[Nederlandse versie]

The Gospel to Luke, chapter 2, verses 1 – 14.

1About that time Emperor Augustus gave orders for the names of all the people to be listed in record books. 2These first records were made when Quirinius was governor of Syria.3Everyone had to go to their own hometown to be listed. 4So Joseph had to leave Nazareth in Galilee and go to Bethlehem in Judea. Long ago Bethlehem had been King David’s hometown, and Joseph went there because he was from David’s family. 5Mary was engaged to Joseph and traveled with him to Bethlehem. She was soon going to have a baby, 6and while they were there, 7she gave birth to her first-born son. She dressed him in baby clothes and laid him on a bed of hay, because there was no room for them in the inn. 

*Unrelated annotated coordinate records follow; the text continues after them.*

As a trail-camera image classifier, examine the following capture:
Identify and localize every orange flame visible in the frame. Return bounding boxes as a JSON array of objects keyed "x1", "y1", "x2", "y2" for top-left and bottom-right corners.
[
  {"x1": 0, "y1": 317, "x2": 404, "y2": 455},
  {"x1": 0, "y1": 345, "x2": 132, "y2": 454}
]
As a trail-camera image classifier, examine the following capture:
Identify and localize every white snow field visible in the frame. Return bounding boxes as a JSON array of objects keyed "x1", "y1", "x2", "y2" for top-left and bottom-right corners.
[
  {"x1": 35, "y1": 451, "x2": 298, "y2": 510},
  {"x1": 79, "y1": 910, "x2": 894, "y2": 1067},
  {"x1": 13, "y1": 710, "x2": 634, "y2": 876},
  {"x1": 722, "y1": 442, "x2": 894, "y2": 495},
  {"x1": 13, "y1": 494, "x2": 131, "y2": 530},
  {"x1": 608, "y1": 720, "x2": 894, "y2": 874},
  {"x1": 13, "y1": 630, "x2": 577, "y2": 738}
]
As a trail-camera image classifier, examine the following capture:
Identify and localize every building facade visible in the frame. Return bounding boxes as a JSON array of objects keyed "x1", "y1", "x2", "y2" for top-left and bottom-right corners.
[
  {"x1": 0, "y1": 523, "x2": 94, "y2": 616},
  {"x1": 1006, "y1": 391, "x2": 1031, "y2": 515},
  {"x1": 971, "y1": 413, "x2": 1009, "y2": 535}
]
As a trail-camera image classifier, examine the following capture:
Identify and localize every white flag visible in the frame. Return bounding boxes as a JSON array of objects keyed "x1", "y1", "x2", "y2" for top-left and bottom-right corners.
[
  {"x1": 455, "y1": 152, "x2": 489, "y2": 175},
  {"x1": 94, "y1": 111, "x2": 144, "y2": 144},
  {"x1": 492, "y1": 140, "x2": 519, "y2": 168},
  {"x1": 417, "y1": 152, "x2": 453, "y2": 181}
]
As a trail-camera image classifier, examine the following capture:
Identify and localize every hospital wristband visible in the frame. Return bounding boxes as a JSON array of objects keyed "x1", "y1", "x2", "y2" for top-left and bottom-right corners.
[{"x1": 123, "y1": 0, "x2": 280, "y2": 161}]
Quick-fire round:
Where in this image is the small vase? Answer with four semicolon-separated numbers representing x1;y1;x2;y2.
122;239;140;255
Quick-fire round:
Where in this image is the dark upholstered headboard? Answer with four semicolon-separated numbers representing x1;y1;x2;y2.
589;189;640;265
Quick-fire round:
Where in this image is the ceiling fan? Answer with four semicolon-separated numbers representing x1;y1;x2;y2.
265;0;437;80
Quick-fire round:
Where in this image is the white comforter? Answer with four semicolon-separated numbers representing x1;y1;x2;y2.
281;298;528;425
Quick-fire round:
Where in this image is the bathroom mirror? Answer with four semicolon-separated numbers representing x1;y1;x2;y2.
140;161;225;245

8That night in the fields near Bethlehem some shepherds were guarding their sheep. 9All at once an angel came down to them from the Lord, and the brightness of the Lord’s glory flashed around them. The shepherds were frightened. 10But the angel said, “Don’t be afraid! I have good news for you, which will make everyone happy. 11This very day in King David’s hometown a Savior was born for you. He is Christ the Lord. 12You will know who he is, because you will find him dressed in baby clothes and lying on a bed of hay.” 13Suddenly many other angels came down from heaven and joined in praising God. They said:

14“Praise God in heaven! Peace on earth to everyone who pleases God.”

Today something entirely different: no Galatians, but a story from the start of the Gospel according to Luke. And also a passage of the scripture that feels like it is more appropriate for a winter’s day than a summer’s day. Today is not but a day. Rather: it is – at least to Muslims – a very special night. They recognise the first ‘descend’ of the Kur’an, as described in Sura 97, Al Kadr.

The similarities with the just read bible passage are striking. Both passages are about a gift from heaven and is about angels and peace. But while Muslims commemorate the descend of the Kur’an during their Lailat al Qadr – night of power-, when it is Christmas eve, Christians celebrate that God’s eternal Word did not become a book, but – much more splendid – a human being!

To Muslims, the 27th night of the month Ramadan is the most holy night of the most holy month. The most valuable night of the Islamic ‘ecclesiastical year’, is “better than a thousand months”. The result of the prayers they send up tonight is –so they are of the opinion – greater than a thousand months, i.e. eighty three years of prayer.

“Peace on earth” is what the shepherds hear in the holy Christmas night wherein a heavenly army broke the silence with the “Glory to God”. For two millennia millions have been blessed by the child that came unto the world, David’s long expected son.

While Jesus is God’s Word in person to Christians, Muslims have to do with Kur’an. Instead of the Bible, they have Muhammad. In Islam a deceased prophet takes you to a book. Through the holy scripture, the Holy Spirit guides you to your living Saviour.
To sing/listen to: “Glory to God”, from Messiah, G.F. Händel.

Glory to God in the highest, and peace on earth, goodwill towards men.